Puasa merupakan proses pembiasaan menuju jiwa yang lebih bersih. Ia menjadi sarana penyucian diri dengan melatih pengendalian emosi, menjaga lisan dari ucapan yang tidak layak, serta menahan diri dari perbuatan tercela. Dalam konteks digital, pengendalian tersebut mencakup kemampuan menahan jari dari komentar yang tidak pantas atau kritik yang berlebihan.

Langkah sederhana dapat dimulai pada Ramadhan 1447 Hijriah ini, seperti menetapkan waktu bebas gawai, tidak membawa ponsel ke meja makan atau ke dalam masjid, serta menyediakan ruang hening setelah sahur dan tarawih.

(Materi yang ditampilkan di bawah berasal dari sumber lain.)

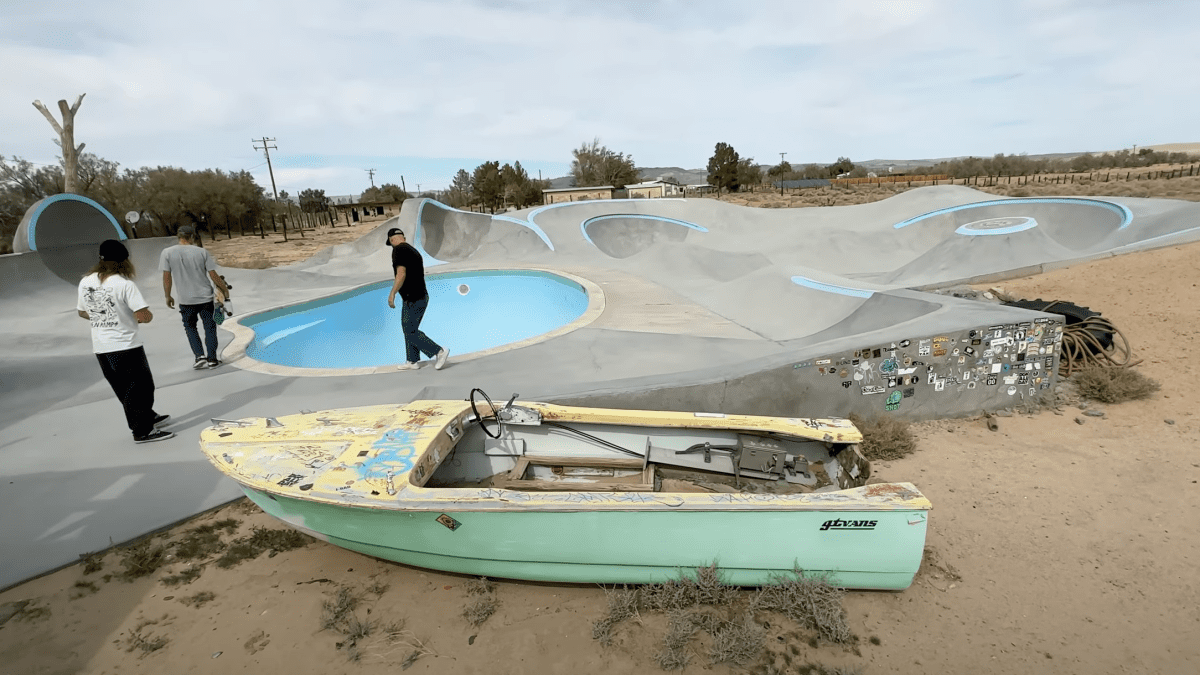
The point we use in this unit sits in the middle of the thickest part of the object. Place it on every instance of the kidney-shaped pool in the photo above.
(469, 311)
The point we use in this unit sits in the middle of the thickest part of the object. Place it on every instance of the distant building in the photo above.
(653, 189)
(561, 195)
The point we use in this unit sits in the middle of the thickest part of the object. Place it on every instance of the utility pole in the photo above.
(781, 174)
(268, 149)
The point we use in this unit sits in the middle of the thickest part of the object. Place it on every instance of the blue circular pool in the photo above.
(469, 311)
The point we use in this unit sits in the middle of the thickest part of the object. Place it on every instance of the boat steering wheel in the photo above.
(496, 413)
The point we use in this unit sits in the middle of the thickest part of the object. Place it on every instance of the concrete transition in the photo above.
(707, 306)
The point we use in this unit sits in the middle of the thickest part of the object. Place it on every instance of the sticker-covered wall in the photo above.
(949, 374)
(952, 374)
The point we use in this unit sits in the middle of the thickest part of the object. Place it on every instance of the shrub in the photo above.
(1114, 384)
(885, 437)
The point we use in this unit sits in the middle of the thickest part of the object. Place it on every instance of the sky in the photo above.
(418, 90)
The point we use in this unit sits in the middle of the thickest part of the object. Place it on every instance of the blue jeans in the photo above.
(417, 342)
(204, 311)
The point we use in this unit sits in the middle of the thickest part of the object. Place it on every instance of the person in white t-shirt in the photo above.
(191, 272)
(111, 300)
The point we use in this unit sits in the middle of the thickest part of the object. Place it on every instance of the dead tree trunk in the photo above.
(66, 141)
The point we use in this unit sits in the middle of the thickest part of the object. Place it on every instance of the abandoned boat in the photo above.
(541, 491)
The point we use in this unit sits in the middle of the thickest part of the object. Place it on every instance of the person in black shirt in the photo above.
(409, 282)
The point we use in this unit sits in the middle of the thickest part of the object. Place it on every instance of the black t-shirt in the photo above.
(409, 258)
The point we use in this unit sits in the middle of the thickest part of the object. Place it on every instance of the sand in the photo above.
(1054, 547)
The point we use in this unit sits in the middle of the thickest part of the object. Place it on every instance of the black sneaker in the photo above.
(156, 435)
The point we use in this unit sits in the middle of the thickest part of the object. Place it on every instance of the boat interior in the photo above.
(513, 447)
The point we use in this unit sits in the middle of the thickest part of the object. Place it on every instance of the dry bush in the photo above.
(1114, 384)
(809, 601)
(198, 599)
(186, 577)
(676, 653)
(479, 586)
(738, 640)
(622, 604)
(885, 437)
(262, 539)
(142, 559)
(480, 609)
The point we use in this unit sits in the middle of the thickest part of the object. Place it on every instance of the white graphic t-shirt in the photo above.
(111, 305)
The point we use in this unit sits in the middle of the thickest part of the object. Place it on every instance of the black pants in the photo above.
(129, 374)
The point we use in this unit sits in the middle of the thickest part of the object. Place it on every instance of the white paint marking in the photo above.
(66, 523)
(118, 488)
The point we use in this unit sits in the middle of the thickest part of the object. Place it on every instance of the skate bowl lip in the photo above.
(243, 335)
(1121, 209)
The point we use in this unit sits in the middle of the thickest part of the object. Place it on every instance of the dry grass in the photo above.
(262, 539)
(738, 640)
(198, 599)
(145, 641)
(809, 601)
(677, 651)
(142, 559)
(1114, 384)
(885, 437)
(622, 604)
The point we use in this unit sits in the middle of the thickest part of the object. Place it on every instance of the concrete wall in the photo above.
(581, 195)
(947, 375)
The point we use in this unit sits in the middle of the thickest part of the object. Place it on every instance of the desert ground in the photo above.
(1063, 542)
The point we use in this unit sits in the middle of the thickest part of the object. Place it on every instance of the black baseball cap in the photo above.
(111, 250)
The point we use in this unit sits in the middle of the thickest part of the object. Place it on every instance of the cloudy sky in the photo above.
(420, 89)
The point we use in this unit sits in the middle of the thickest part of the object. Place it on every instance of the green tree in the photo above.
(595, 165)
(723, 168)
(749, 173)
(313, 201)
(489, 185)
(460, 192)
(780, 171)
(388, 193)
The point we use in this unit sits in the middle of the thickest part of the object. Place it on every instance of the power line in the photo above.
(267, 149)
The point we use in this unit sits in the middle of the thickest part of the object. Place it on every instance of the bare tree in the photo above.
(66, 141)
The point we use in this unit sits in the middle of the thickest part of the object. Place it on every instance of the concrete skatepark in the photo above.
(705, 306)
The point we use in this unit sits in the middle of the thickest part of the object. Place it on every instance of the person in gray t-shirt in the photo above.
(192, 272)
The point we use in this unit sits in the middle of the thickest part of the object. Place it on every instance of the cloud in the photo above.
(425, 88)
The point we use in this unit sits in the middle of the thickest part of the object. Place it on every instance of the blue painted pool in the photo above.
(469, 311)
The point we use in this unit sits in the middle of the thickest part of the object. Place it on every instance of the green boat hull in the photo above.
(856, 549)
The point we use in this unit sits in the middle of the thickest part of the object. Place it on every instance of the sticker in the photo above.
(893, 401)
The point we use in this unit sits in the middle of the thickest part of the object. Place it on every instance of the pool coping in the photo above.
(235, 352)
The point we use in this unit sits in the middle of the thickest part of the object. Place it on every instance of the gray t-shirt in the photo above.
(189, 267)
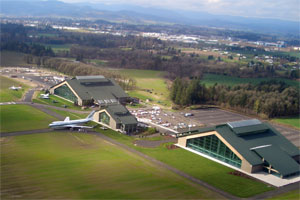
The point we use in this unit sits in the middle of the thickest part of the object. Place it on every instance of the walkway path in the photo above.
(154, 143)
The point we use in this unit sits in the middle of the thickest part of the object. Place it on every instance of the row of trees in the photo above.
(271, 98)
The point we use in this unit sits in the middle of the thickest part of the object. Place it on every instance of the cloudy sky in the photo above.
(281, 9)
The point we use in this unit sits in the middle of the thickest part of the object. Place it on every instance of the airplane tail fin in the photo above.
(90, 116)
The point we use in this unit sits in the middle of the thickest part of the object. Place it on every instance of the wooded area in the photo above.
(270, 98)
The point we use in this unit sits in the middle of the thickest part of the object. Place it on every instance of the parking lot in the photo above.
(203, 117)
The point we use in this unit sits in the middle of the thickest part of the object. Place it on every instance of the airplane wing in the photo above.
(67, 119)
(78, 126)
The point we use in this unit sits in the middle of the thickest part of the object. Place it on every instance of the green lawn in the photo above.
(199, 167)
(149, 80)
(11, 95)
(13, 59)
(72, 115)
(59, 47)
(59, 101)
(293, 121)
(22, 117)
(292, 195)
(211, 79)
(62, 165)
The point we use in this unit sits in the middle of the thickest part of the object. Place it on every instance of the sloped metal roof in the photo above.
(244, 140)
(97, 89)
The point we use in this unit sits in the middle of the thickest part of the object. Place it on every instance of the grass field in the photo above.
(59, 102)
(199, 167)
(292, 195)
(293, 121)
(211, 79)
(59, 47)
(62, 165)
(152, 81)
(72, 115)
(12, 59)
(22, 118)
(11, 95)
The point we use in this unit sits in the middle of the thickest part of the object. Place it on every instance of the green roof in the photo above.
(245, 138)
(97, 88)
(120, 114)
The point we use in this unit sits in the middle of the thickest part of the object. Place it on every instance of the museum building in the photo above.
(250, 145)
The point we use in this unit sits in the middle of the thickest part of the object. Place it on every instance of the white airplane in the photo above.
(72, 124)
(44, 96)
(15, 88)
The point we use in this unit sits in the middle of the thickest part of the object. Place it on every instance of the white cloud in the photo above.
(282, 9)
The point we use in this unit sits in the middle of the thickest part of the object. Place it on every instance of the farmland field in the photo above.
(199, 167)
(55, 101)
(13, 59)
(59, 47)
(10, 95)
(293, 121)
(62, 165)
(22, 117)
(211, 79)
(151, 85)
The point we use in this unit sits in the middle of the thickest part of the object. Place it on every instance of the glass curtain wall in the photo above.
(104, 118)
(212, 146)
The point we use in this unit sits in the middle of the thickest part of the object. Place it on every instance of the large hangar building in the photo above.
(250, 145)
(104, 92)
(89, 90)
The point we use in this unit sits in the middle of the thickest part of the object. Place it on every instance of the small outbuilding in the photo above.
(116, 117)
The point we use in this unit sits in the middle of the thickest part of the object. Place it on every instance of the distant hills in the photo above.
(141, 15)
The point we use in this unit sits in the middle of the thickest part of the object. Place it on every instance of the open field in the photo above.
(58, 101)
(151, 85)
(63, 165)
(13, 59)
(211, 79)
(198, 167)
(22, 117)
(293, 121)
(292, 195)
(11, 95)
(72, 115)
(59, 47)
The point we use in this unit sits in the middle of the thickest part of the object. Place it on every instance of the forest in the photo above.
(270, 98)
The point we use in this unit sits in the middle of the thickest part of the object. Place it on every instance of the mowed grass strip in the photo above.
(72, 115)
(13, 59)
(7, 94)
(199, 167)
(22, 118)
(150, 80)
(81, 166)
(211, 79)
(292, 121)
(292, 195)
(55, 101)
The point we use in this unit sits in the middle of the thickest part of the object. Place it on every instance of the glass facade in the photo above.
(65, 92)
(104, 118)
(212, 146)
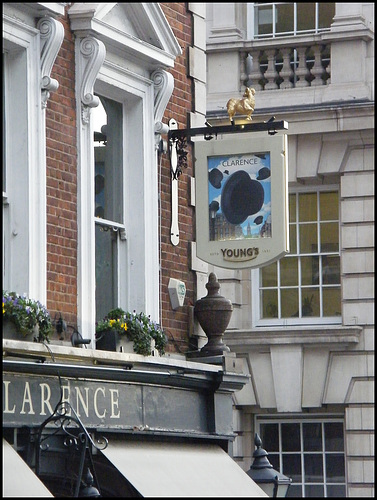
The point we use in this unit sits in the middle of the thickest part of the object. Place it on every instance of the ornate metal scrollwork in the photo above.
(75, 438)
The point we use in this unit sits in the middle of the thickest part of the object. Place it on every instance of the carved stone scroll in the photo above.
(52, 35)
(163, 89)
(92, 54)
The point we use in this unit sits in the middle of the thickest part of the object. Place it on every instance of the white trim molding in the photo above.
(90, 54)
(52, 35)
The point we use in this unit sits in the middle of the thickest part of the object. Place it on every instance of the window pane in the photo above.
(329, 237)
(329, 206)
(310, 302)
(335, 468)
(326, 12)
(263, 20)
(308, 238)
(292, 208)
(313, 468)
(305, 16)
(108, 154)
(331, 270)
(309, 270)
(292, 467)
(292, 238)
(273, 458)
(269, 301)
(294, 491)
(334, 436)
(331, 301)
(269, 275)
(290, 434)
(269, 434)
(289, 271)
(284, 18)
(307, 203)
(314, 491)
(289, 302)
(336, 491)
(312, 434)
(106, 265)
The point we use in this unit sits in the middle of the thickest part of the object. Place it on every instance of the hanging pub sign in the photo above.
(241, 201)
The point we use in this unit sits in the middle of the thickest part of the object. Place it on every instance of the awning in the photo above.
(18, 479)
(159, 469)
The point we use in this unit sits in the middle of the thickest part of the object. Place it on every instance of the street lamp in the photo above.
(270, 480)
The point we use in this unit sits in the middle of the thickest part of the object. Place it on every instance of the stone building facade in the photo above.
(89, 93)
(304, 327)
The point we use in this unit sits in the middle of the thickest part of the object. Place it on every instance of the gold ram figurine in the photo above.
(244, 106)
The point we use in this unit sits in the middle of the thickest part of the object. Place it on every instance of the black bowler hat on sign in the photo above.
(241, 197)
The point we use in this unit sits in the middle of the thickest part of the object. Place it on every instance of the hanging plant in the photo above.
(27, 315)
(138, 327)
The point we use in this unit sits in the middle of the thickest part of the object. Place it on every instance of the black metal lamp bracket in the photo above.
(178, 138)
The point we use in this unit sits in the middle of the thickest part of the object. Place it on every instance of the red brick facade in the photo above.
(175, 260)
(62, 185)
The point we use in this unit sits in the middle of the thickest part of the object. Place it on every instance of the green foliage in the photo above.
(139, 328)
(26, 314)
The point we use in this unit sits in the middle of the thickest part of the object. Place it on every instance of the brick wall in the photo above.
(62, 186)
(175, 261)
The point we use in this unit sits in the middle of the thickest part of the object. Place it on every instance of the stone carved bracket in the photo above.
(92, 53)
(163, 89)
(52, 35)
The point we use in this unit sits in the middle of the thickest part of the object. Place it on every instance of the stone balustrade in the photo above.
(285, 67)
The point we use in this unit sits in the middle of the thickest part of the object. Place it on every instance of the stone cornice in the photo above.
(239, 340)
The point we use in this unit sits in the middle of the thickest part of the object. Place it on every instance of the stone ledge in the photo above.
(293, 335)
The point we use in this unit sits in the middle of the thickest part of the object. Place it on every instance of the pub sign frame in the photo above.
(242, 200)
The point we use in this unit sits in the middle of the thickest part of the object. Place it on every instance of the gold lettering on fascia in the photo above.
(240, 254)
(102, 401)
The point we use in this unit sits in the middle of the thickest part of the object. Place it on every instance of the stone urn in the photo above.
(213, 313)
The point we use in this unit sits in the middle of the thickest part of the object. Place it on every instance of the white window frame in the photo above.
(252, 20)
(257, 321)
(138, 258)
(24, 202)
(264, 419)
(138, 269)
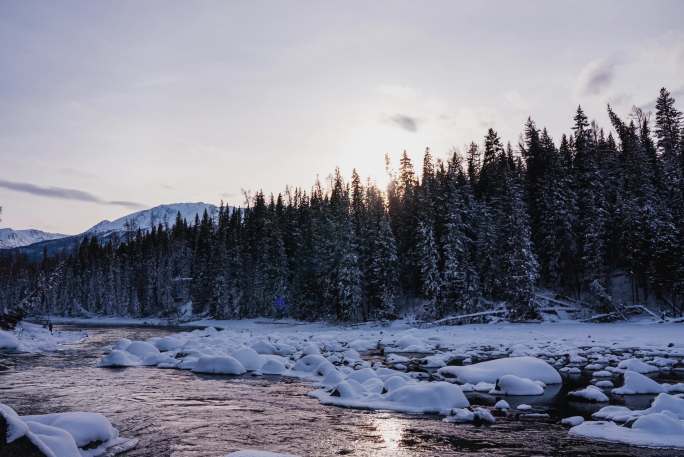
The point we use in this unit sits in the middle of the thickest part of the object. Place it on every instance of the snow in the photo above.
(16, 428)
(660, 425)
(10, 238)
(219, 365)
(652, 430)
(330, 357)
(636, 383)
(572, 421)
(412, 397)
(424, 397)
(490, 371)
(162, 214)
(28, 337)
(589, 393)
(513, 385)
(502, 405)
(8, 340)
(64, 434)
(255, 453)
(637, 366)
(84, 427)
(117, 358)
(463, 415)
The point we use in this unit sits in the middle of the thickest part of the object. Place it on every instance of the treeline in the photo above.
(491, 225)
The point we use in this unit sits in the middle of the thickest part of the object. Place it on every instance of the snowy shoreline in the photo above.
(499, 359)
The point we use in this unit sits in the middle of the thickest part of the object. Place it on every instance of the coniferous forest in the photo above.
(491, 225)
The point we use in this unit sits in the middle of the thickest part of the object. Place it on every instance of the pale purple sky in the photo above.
(107, 107)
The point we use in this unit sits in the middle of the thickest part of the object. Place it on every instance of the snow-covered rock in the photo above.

Notifikasi yang bersifat penting tetap dapat diperiksa, khususnya yang berkaitan dengan pekerjaan. Namun, tidak semua notifikasi harus segera dilihat dan direspons.

Puasa sejati mencakup pengendalian jasmani dan rohani. Bukan hanya perut yang memerlukan latihan menahan diri, tetapi juga perhatian dan kesadaran agar tidak terjerumus pada hal-hal yang membawa kemudaratan. Jika selama ini puasa dimaknai sebagai menahan diri dari makanan, maka sudah saatnya ia juga dimaknai sebagai latihan menahan diri dari kebisingan digital. Dalam keheningan itulah hati dapat kembali peka terhadap bisikan kebaikan dan nilai-nilai spiritual yang mendalam.

Oleh: Muna Khansa Mufidah (Alumnus Pendidikan Bahasa Arab Universitas Islam Negeri Salatiga. Guru di Planet Education Klaten, Article writer di Kumparan, Kompasiana, dan Geotimes).